Les soirs de match ou de concert, un périmètre  terrestre et aérien permettait de sécuriser les abords du Stade de France. L'important cordon d'uniformes et le ballet des hélicoptères tenaient à distance toute velléité d'assaut de la part de ceux que les beaux parleurs des quartiers gras surnommaient en ricanant avec mépris les « Zathrabilaires » ou plus simplement: les «Zautres».

En ordonnant les va-et-vient d'autobus chargés d'éloigner du cœur de Paris les contrevenants au couvre-feu, Duboïs n'avait pas songé à sécuriser les voies routières qui traversaient Saint-Denis.

 

L'une de ses paupières se mit à trembler nerveusement quand il entendit le récit de l'homme du rang. Elle s'agita plus encore quand lui parvint l'écho d'un appel lancé vers l'opérateur radio, comme un cri d'alarme en provenance du Stade. L'édifice était attaqué par des milliers de types que les sommations n'intimidaient pas le moins du monde. Les voies d'accès étaient coupées, plus aucun bus ne passait, et... et les sentinelles postées devant les grilles extérieures désormais closes paraissaient vouloir fraterniser avec les assaillants...

 

***

 

Au lever du soleil, la pelouse du Stade de France offrait l'image d'un champ labouré par les piétinements et les jeux de ceux qui venaient d'y vivre sans doute la plus belle de leurs nuits.
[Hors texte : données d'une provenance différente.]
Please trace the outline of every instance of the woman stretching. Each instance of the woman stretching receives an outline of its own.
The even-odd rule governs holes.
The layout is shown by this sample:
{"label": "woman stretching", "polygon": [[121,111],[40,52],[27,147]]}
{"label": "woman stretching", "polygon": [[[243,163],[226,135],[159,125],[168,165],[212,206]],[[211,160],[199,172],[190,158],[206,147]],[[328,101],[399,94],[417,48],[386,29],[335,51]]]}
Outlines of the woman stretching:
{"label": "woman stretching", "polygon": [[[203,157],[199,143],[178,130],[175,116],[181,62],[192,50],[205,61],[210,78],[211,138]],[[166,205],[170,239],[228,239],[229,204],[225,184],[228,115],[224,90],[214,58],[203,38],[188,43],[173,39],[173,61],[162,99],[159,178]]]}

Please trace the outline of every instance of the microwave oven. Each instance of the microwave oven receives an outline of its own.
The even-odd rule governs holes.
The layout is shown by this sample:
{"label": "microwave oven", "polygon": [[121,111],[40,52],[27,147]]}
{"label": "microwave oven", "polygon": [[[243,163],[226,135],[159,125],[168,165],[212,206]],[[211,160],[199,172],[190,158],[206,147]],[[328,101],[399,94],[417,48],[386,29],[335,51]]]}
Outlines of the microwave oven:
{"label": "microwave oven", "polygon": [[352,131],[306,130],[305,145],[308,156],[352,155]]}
Survolés par des escouades de drones et d'hélicos, les reliefs de l'immense fête tourbillonnaient d'une extrémité du terrain à l'autre. Les filets de buts n'étaient plus que le réceptacle de vêtements oubliés, de bouteilles de plastique, d'objets témoins de l'évènement. Sereins et radieux en dépit de l'absence de sommeil, les derniers noctambules passaient la grille de sortie, bras-dessus-bras-dessous avec les habitants des ZATHRA environnantes, leurs libérateurs.

Dans les heures qui suivirent, tous les internautes de France purent se repaître de ces incroyables scènes filmées par des smartphones.
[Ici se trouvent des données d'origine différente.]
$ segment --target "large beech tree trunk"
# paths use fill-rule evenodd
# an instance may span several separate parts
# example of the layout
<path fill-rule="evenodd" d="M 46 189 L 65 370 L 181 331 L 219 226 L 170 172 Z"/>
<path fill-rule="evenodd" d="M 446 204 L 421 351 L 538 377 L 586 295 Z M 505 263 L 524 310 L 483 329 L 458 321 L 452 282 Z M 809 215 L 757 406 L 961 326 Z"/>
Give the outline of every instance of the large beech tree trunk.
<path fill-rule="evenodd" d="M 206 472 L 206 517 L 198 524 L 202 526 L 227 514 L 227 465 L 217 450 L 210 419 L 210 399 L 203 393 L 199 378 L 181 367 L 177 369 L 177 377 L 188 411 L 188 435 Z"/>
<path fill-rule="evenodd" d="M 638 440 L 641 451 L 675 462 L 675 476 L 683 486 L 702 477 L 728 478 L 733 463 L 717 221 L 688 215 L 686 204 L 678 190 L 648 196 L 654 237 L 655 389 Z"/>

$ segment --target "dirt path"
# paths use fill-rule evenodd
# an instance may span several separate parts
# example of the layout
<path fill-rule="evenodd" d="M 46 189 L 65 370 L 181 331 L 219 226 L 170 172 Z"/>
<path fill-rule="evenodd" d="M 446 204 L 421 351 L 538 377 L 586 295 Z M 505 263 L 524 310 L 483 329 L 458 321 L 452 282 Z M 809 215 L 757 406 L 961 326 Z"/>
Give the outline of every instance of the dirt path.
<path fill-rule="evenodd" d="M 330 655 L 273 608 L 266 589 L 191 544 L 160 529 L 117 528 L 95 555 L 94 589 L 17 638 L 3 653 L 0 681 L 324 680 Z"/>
Sur la vidéo la plus vue, un petit homme débonnaire en robe de chambre et en pantoufles à claquettes sortait du Stade en faisant le V de la Victoire. Il tenait au bout d'une laisse un chien minuscule qui frétillait sous les caresses des passants. A deux ou trois mètres de là, derrière l'homme et son chien, apparaissait la jeune Espagnole que l'on avait interpellée quelque temps plus tôt à l'aéroport d'Orly. La tête relevée, les épaules droites, elle se dirigeait fièrement vers celle ou celui qui la filmait et qu'elle fixait du regard avec morgue.

Elle n'était pas seule. Une femme plus mûre qu'elle mais d'un maintien encore jeune la tenait par la main. A mesure qu'avançait cette femme s'esquissait un visage connu, celui de l'épouse du Président. Oui, braves gens. Collagène était là!

Belles et sveltes, d'un pas ferme mais gracieux, elles progressaient ensemble vers le vidéaste. Elles rayonnaient dans le petit matin, marchant comme deux ballerines qui viendraient à l'avant-scène s'incliner devant leur public en ouvrant l'air d'un ample mouvement du bras. Au lieu de cela, elles stoppaient net devant l'œil numérique du téléphone portable à fonctions multiples. Elles en approchaient leurs visages devant lesquels s'érigeaient dans la foulée deux majeurs pointés raides vers le ciel. Enfin, sans un son, comme au temps du cinéma muet, elles articulaient en chœur une rime pauvre, le clou de leur spectacle.

Sur les écrans des ordinateurs, leurs lèvres pourpres prises en gros plan dessinaient très distinctement deux mots. Deux mots formés de quatre syllabes, dix consonnes et cinq voyelles. Et ça disait: «Caillard... Connard...».